This appears to be incorrect ndjson, since it is using single-quotes. But this is otherwise usable, so we can parse it as JSON (with a fix); trying to parse JSON with regular expressions will likely give pain and frustration and regret.
Data:
vec <- c("[{'id': 16, 'name': 'Animation'}, {'id': 35, 'name': 'Comedy'}, {'id': 10751, 'name': 'Family'}]",
"[{'id': 12, 'name': 'Adventure'}, {'id': 14, 'name': 'Fantasy'}, {'id': 10751, 'name': 'Family'}]",
"[{'id': 10749, 'name': 'Romance'}, {'id': 35, 'name': 'Comedy'}]",
"[{'id': 35, 'name': 'Comedy'}, {'id': 18, 'name': 'Drama'}, {'id': 10749, 'name': 'Romance'}]")
Brute-force with Regular Expressions
I'm not even going to attempt it: Regex for parsing single key: values out of JSON in Javascript. Other Q/As exist for other languages that all say the same thing: do not attempt. You can contrive a regex that handles "perfect" and "identically-structured" json, but as soon as valid-but-different json structuring comes along, you're done.
Avoid this.
(Using any string-split function is effectively attempting vanilla/fixed regular expression work. I'm not trying to start a flame-war over the semantics of str_split_fixed
, strsplit
, ... versus complex regex operations, I think the end-result is that there are great json-parsers out there, and they are much better/faster/more-robust than any string-splitter we can concoct.)

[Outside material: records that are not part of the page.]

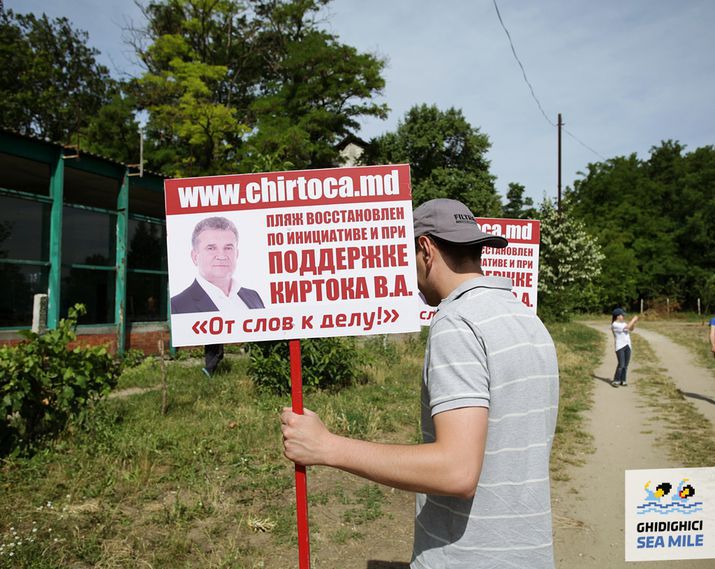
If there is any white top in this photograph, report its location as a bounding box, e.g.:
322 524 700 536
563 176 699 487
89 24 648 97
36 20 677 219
611 321 631 351
196 275 247 314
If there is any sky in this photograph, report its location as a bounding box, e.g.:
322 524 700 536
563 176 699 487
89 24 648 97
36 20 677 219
4 0 715 204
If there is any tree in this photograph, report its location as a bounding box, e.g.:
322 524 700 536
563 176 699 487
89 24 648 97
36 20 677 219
364 105 502 216
571 141 715 308
80 90 139 164
133 0 386 175
539 200 604 319
0 10 115 143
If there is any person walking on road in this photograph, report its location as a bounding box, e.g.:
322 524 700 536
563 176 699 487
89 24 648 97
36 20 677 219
611 308 638 387
281 199 559 569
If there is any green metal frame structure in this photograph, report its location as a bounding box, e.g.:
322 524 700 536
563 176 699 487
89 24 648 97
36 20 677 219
0 130 168 354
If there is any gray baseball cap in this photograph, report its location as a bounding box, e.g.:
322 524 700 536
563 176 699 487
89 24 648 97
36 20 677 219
412 198 509 248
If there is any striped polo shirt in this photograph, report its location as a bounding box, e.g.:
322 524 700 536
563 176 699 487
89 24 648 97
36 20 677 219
411 277 559 569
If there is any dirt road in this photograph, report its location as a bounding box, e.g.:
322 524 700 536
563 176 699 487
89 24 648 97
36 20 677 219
553 324 715 569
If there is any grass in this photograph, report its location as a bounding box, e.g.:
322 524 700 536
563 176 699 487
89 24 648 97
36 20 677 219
642 313 715 373
0 324 600 569
633 332 715 467
549 322 603 481
0 336 423 569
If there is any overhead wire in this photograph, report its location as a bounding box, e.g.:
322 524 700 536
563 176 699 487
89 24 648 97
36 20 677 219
492 0 606 160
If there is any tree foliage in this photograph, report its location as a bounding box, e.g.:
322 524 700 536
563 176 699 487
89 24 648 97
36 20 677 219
133 0 386 175
0 10 116 143
571 141 715 308
539 200 604 319
0 304 120 456
364 105 501 216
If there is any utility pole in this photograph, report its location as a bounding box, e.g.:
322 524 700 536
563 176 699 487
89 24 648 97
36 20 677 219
556 113 564 215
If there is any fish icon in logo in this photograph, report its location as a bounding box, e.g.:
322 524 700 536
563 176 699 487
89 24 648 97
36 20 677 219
637 478 703 515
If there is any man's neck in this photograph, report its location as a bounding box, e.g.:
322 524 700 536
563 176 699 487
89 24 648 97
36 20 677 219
202 277 233 296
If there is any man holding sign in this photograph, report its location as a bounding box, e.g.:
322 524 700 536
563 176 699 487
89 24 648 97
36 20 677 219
281 199 558 569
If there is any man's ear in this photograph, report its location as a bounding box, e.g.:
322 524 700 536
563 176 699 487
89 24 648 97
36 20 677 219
417 235 434 263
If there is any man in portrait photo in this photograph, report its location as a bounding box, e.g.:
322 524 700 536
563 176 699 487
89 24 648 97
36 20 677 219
171 217 264 377
171 217 264 314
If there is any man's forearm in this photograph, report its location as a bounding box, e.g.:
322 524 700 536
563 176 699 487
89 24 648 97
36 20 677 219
326 435 479 498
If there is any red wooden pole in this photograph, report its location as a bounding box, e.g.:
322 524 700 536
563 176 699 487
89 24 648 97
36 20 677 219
289 340 310 569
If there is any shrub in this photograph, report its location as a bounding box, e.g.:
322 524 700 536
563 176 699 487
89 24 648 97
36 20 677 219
0 304 120 455
248 337 361 395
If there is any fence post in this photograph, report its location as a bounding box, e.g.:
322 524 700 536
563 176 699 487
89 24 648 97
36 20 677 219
32 294 47 334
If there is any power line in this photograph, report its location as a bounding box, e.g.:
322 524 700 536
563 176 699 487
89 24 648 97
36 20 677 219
492 0 606 160
493 0 556 126
564 127 608 161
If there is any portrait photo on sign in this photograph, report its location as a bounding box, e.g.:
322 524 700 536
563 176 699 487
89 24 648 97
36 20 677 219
167 211 269 316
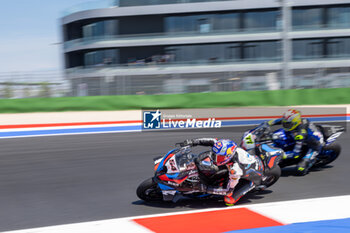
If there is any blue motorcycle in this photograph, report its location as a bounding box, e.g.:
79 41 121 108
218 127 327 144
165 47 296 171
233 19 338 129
241 124 345 168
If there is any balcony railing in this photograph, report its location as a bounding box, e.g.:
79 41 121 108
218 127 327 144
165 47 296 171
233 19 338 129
64 27 279 49
62 0 237 17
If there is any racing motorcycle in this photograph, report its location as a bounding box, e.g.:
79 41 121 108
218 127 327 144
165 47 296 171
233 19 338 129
241 124 345 168
136 146 281 202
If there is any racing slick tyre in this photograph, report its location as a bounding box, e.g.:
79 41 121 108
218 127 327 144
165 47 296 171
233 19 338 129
313 143 341 168
136 178 163 202
262 165 281 187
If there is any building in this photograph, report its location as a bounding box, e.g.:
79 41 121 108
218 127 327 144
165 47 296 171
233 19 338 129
61 0 350 95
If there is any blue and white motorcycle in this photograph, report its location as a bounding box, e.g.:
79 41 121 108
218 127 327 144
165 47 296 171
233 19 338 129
241 124 345 168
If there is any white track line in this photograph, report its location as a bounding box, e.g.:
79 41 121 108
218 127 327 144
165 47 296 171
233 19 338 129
3 195 350 233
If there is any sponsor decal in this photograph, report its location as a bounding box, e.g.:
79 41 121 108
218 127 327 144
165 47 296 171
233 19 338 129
142 109 222 129
142 110 162 129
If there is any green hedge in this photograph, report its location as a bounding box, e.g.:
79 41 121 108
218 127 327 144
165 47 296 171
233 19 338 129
0 88 350 113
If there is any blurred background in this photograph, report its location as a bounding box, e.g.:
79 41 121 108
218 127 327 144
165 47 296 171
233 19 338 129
0 0 350 98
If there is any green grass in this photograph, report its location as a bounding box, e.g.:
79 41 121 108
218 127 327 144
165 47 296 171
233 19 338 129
0 88 350 113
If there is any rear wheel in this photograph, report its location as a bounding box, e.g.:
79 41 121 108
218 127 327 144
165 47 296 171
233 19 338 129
313 143 341 167
262 165 281 187
136 178 163 202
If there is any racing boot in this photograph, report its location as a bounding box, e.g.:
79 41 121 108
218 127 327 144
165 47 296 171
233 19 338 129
224 193 238 206
297 151 318 176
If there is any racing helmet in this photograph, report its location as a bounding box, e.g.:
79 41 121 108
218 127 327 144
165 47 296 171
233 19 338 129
282 109 301 131
212 139 237 166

Brute-force with jsonlite::fromJSON
The first cut at code just processes the vector as-is. It's a little inefficient in that it is calling fromJSON
independent for each one. If your vector is short then this might not be a problem. If this is taking a while, you might want to proceed to the use of stream_in
. (Note that this is not treating it like ndjson.)
ret <- lapply(gsub("'",'"',vec), jsonlite::fromJSON)
str(ret)
# List of 4
# $ :'data.frame': 3 obs. of 2 variables:
# ..$ id : int [1:3] 16 35 10751
# ..$ name: chr [1:3] "Animation" "Comedy" "Family"
# $ :'data.frame': 3 obs. of 2 variables:
# ..$ id : int [1:3] 12 14 10751
# ..$ name: chr [1:3] "Adventure" "Fantasy" "Family"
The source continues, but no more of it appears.